Various issues including a dispute with Championship rivals Middlesbrough have held up any deal being completed since then with the club’s administrators only naming their preferred bidder in the early stages of last month – and this has left Derby in a perilous situation as money continues to dry up.
However, it has been revealed by council leader Poulter, whose team are trying to negotiate an agreement for Pride Park to clear the pathway for the club’s purchase to be finalised, that Kirchner’s period of exclusivity can be extended beyond today.
He said: “I am not involved in the negotiations but officers from finance, property, business and legal teams are working on it.
“We are waiting to see what comes out from it. As far as the timescales go, we are aware there is a period of exclusivity regarding Chris Kirchner but there is a potential for the administrators to extend that.”
Hopefully, Kirchner can start investing in the club as soon as possible and this would help to put a lot of minds at ease for now, especially with the club in real danger when ticket revenue is finally all spent.
They may have survived up until now, a remarkable achievement, but they aren’t invincible and this is why all sides need to come together to negotiate a stadium deal, potentially the final piece of the jigsaw needed to get this takeover complete.
The onus is on Morris to lower his price and come to an amicable arrangement, although that doesn’t look set to happen anytime soon and this places Derby’s future at Pride Park at real risk, a daunting prospect for the Rams who have thrived on their home turf this season.

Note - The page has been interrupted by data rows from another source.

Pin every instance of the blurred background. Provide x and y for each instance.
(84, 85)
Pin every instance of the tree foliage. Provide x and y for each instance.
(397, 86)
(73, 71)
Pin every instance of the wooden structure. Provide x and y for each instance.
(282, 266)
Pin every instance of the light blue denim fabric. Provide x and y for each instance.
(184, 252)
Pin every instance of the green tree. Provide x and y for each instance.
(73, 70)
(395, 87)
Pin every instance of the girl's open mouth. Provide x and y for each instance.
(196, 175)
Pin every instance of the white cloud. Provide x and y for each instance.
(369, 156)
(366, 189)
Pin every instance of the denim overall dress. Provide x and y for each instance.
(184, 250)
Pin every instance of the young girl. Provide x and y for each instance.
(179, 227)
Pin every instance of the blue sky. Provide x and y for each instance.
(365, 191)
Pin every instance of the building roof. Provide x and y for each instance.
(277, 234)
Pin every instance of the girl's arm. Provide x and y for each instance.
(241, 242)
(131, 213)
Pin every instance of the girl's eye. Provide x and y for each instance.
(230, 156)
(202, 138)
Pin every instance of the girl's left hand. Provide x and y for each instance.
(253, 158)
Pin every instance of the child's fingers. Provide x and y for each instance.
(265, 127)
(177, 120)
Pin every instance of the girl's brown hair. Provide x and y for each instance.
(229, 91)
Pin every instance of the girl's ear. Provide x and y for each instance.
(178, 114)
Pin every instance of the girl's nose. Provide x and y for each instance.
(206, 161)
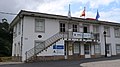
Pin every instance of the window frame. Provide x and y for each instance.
(41, 20)
(117, 32)
(107, 30)
(62, 28)
(74, 27)
(117, 49)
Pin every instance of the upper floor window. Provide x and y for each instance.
(95, 29)
(19, 28)
(62, 27)
(118, 48)
(117, 32)
(86, 28)
(15, 31)
(75, 27)
(107, 30)
(39, 25)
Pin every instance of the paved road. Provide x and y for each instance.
(62, 63)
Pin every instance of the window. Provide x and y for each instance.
(76, 48)
(95, 29)
(62, 27)
(38, 48)
(74, 27)
(19, 28)
(86, 28)
(97, 48)
(14, 49)
(39, 25)
(15, 31)
(118, 48)
(117, 32)
(107, 30)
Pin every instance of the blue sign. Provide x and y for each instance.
(58, 47)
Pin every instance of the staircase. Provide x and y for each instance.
(32, 53)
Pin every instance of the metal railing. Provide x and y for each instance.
(30, 54)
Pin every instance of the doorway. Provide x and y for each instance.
(87, 50)
(108, 48)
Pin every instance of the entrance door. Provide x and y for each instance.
(108, 48)
(87, 50)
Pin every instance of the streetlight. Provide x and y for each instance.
(105, 43)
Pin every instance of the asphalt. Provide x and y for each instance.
(60, 63)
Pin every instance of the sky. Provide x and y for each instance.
(109, 10)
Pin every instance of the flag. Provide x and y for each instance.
(69, 13)
(83, 13)
(97, 16)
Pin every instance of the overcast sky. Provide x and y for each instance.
(109, 10)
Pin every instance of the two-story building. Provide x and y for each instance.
(41, 36)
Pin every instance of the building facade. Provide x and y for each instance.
(50, 37)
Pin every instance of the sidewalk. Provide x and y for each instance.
(4, 63)
(105, 63)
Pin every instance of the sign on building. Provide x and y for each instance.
(81, 35)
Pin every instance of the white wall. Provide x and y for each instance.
(29, 34)
(51, 28)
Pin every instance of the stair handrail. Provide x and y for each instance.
(61, 35)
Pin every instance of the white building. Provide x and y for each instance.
(49, 37)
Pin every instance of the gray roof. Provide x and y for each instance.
(23, 13)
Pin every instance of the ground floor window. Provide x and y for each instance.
(97, 48)
(39, 45)
(118, 48)
(76, 48)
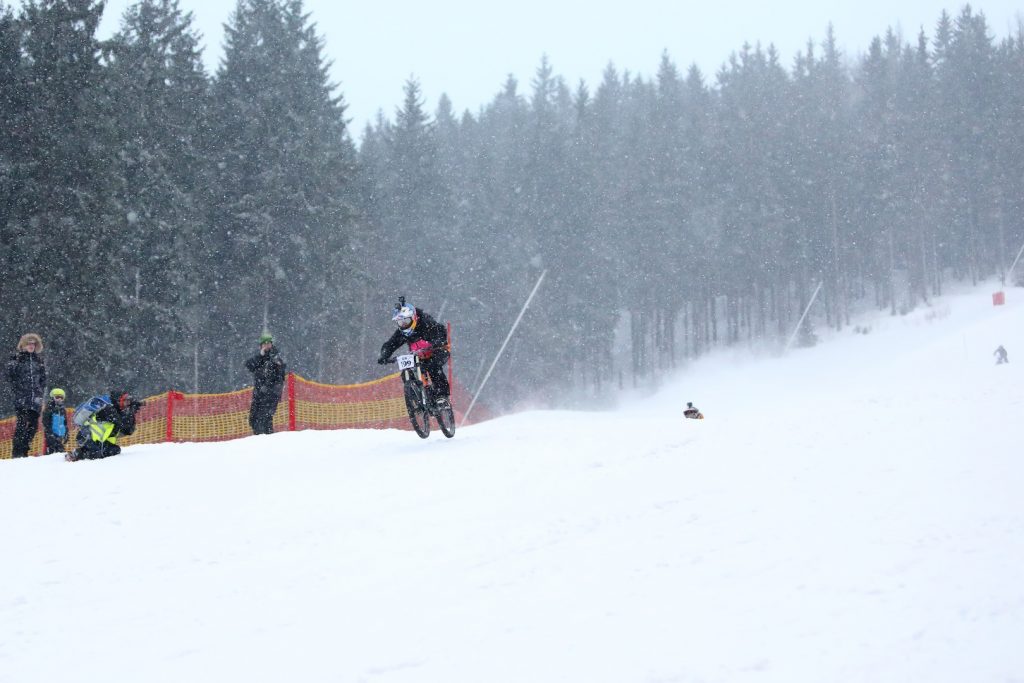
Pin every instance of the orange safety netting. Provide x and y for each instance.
(173, 416)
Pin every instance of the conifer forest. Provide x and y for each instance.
(155, 218)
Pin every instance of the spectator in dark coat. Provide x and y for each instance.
(55, 423)
(416, 326)
(97, 437)
(268, 380)
(27, 374)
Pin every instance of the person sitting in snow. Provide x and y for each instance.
(97, 437)
(55, 423)
(1000, 355)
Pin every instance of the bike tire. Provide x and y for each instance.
(418, 414)
(445, 420)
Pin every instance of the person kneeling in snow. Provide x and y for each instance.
(97, 434)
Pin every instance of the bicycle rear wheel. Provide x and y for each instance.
(418, 414)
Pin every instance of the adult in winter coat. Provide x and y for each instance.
(416, 327)
(98, 436)
(55, 423)
(27, 374)
(268, 380)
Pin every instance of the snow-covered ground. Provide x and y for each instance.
(851, 512)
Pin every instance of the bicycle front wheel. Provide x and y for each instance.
(418, 414)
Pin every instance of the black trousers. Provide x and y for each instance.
(25, 431)
(435, 368)
(261, 413)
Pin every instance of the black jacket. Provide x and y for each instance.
(123, 421)
(27, 374)
(268, 373)
(426, 329)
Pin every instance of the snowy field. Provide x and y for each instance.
(851, 512)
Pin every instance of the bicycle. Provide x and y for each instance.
(420, 399)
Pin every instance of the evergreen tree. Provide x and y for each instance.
(158, 97)
(283, 211)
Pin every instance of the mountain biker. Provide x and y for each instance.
(415, 328)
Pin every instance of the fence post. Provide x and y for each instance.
(291, 401)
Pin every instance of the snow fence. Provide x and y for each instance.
(173, 416)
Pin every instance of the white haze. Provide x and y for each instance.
(467, 48)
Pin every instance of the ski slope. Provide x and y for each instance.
(850, 512)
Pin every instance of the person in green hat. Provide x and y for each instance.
(268, 381)
(55, 423)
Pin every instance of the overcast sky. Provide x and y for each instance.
(467, 47)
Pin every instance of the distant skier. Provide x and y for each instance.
(424, 336)
(692, 413)
(55, 423)
(101, 420)
(1000, 355)
(268, 381)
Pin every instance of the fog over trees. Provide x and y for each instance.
(155, 217)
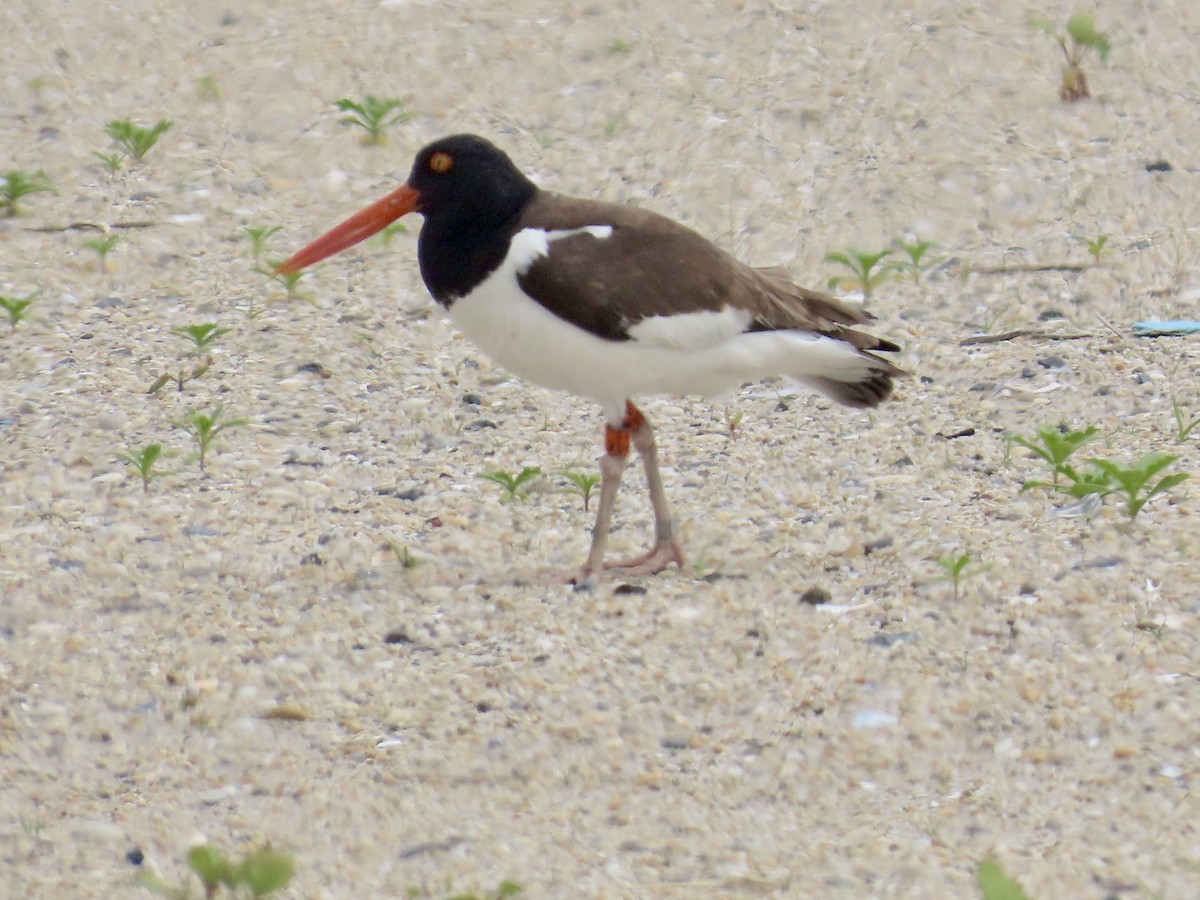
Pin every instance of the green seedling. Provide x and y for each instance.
(1079, 37)
(996, 885)
(581, 483)
(15, 307)
(142, 462)
(1096, 247)
(1054, 448)
(375, 115)
(288, 280)
(258, 238)
(258, 874)
(202, 335)
(513, 484)
(103, 246)
(113, 161)
(406, 558)
(865, 275)
(957, 569)
(916, 264)
(384, 238)
(17, 184)
(1183, 426)
(205, 427)
(1133, 483)
(136, 141)
(181, 377)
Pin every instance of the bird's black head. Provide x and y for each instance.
(466, 180)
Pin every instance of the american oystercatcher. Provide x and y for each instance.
(609, 303)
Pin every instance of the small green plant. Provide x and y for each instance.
(257, 874)
(373, 114)
(1096, 247)
(103, 246)
(406, 558)
(1079, 37)
(258, 238)
(1133, 483)
(113, 161)
(180, 377)
(142, 462)
(1183, 426)
(15, 307)
(202, 335)
(205, 427)
(136, 141)
(996, 885)
(916, 264)
(1054, 447)
(957, 569)
(384, 238)
(513, 484)
(288, 280)
(18, 184)
(581, 483)
(865, 275)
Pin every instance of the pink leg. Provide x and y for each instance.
(666, 550)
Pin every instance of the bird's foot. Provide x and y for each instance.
(654, 561)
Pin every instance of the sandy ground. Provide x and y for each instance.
(463, 719)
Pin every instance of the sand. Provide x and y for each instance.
(341, 641)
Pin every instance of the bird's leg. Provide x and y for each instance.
(666, 549)
(612, 465)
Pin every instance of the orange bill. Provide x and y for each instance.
(354, 229)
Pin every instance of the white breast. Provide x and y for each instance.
(702, 353)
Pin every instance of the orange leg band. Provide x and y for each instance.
(616, 437)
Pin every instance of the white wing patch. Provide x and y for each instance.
(690, 330)
(531, 244)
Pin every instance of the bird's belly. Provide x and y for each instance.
(533, 343)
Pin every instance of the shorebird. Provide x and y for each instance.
(611, 303)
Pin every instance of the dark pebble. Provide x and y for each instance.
(1101, 563)
(877, 544)
(891, 640)
(815, 597)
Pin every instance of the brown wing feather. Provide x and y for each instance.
(652, 265)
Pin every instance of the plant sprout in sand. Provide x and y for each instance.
(373, 114)
(17, 184)
(15, 307)
(135, 141)
(1080, 36)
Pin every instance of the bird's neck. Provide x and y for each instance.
(460, 247)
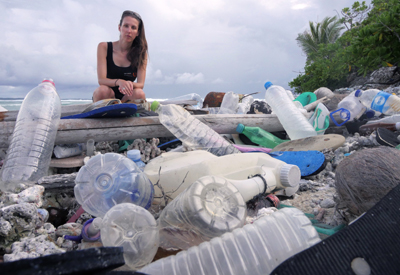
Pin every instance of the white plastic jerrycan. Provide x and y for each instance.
(175, 171)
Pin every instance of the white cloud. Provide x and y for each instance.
(215, 44)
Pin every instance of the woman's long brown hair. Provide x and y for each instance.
(138, 51)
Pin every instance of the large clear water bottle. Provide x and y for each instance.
(293, 121)
(133, 228)
(111, 179)
(29, 154)
(380, 101)
(192, 132)
(253, 249)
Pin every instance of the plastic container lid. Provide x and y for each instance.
(290, 175)
(267, 84)
(133, 154)
(240, 128)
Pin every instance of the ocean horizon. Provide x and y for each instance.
(14, 104)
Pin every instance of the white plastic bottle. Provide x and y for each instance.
(29, 153)
(380, 101)
(208, 208)
(245, 104)
(256, 248)
(229, 104)
(192, 132)
(175, 171)
(293, 121)
(134, 155)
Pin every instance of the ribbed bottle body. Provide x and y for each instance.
(293, 121)
(29, 153)
(254, 249)
(193, 132)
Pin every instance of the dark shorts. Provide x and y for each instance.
(117, 93)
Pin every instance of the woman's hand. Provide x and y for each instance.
(125, 87)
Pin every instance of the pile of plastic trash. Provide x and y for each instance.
(218, 204)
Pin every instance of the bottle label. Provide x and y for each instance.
(379, 101)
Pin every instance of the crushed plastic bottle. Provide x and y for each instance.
(111, 179)
(259, 136)
(191, 131)
(133, 228)
(256, 248)
(176, 171)
(380, 101)
(134, 155)
(32, 141)
(229, 103)
(293, 121)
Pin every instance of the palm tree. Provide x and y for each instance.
(324, 32)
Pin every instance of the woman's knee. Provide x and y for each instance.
(103, 92)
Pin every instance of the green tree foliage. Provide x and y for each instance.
(372, 40)
(325, 32)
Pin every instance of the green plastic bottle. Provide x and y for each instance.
(259, 136)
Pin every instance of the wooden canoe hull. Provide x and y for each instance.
(112, 129)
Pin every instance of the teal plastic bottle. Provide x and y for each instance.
(259, 136)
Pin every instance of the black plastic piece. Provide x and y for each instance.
(88, 261)
(373, 237)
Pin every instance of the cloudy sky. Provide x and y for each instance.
(194, 46)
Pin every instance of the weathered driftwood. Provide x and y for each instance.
(67, 110)
(80, 130)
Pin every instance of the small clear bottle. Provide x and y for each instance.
(134, 155)
(191, 131)
(133, 228)
(256, 248)
(380, 101)
(259, 136)
(293, 121)
(111, 179)
(29, 153)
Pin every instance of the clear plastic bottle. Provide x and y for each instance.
(380, 101)
(259, 136)
(229, 104)
(111, 179)
(29, 153)
(133, 228)
(134, 155)
(256, 248)
(192, 96)
(208, 208)
(245, 104)
(192, 132)
(293, 121)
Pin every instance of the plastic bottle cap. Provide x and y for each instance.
(267, 84)
(240, 128)
(154, 105)
(370, 113)
(133, 154)
(290, 175)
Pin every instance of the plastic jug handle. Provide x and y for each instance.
(340, 110)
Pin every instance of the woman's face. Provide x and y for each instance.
(129, 28)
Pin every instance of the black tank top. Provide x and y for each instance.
(115, 72)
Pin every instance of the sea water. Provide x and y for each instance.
(12, 104)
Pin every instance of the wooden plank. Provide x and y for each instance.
(80, 130)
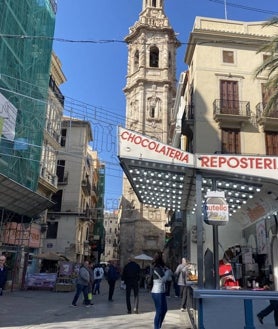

If they do have to move away from their ground for the time being, then so be it, but it would be a considerable blow going into next season and considering how poor their form has been away from their own patch in the last 12 months, it would be interesting to see how they fare if they play at another stadium.
Coventry City seem to have been boosted by their return to the CBS Arena this season and if the Rams can remain where they are, that would be a major boost going into the summer period.